3 Foundational Behavioural Economics Resources

8:04:00 PM

I’m often asked for recommendations on behavioural economics and behavioural science resources that provide a theoretical introduction to the field for beginners (less Nudge more prospect theory). I typically recommend any of the three ‘papers’ below, and thought it was finally time to document these recommendations. I think of the below as foundational in the sense that they cover a broad spectrum of behavioural science theory and are relatively accessible. There is, naturally, much overlap between the papers. 




A seminal review of the theories that influenced the formalisation of behavioural economics. Moving from expected utility theory to cumulative prospect theory and beyond, Starmer traces the violations of classic economic theories about decision-making under risk that led economists to develop theories taking psychological parameters into consideration (moving from how people should behave to how people actually behave). Here’s the abstract: “Since the 1950s it has been known that individual choices violate the standard model of expected utility in predictable ways. Considerable research effort has now been devoted to the project of developing a superior descriptive model. Following an overview of non-expected utility theories which distinguishes between "conventional" and "non-conventional" approaches, the paper seeks to assess these alternative models in terms of empirical success (using laboratory and field data) and theoretical usefulness. The closing sections reflect on some new directions emerging in this literature.” 


Soman provides a comprehensive overview of applied behavioural sciences, focusing on key topics within the field—heuristics, framing and mental accounting, dual process theories, group and agent-based models, as well as the influence of context in decision making. He also briefly covers some tools used by practitioners (you’ll note a distinct lack of glossy lists of behavioural biases). From the introduction: “Perhaps one of the more fundamental questions tackled by social scientists related to the motivation behind human behavior is the processes used to make decision. Indeed, a large and sprawling literature on the Behavioural Sciences (sometimes referred to as Judgment and Decision Making [JDM] or Behavioural Economics [BE]) investigates these very questions and is the subject of the present paper. The present paper focuses on topics of interest to the Public Policy-Oriented Consumer Interest Research (PPOCIR) community, as part of an initiative to provide a survey of state of the art research in various PPOCIR sub-disciplines.” 
As an aside, Soman’s The Last Mile is also a worthy read. 
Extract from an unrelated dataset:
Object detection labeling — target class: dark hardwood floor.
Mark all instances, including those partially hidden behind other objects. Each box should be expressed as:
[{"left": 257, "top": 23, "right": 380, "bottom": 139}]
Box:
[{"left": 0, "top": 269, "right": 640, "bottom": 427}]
I’m currently reading Gigerenzer’s
Risk Savvy and consider it one of the best books I’ve read in 2020. Although Gigerenzer’s arguments about the usefulness of heuristics tend to be pitted against strawmen (most people would agree that heuristics make decision-making more efficient), his and Todd’s research document a range of heuristics—focusing (in their words) on “how real minds make decisions under constraints of limited time and knowledge.” Whenever I think about Gigerenzer’s research, I’m reminded of Markowitz who, despite winning the Nobel prize for his mean-variance analysis which optimised asset allocation based on risk preferences, actually followed a much simpler 1/N rule in his own portfolio (allocating equally across funds). Gigerenzer’s research makes a powerful case for the efficiency (and pure elegance) of simple solutions—one all applied behavioural scientists will do well to remember.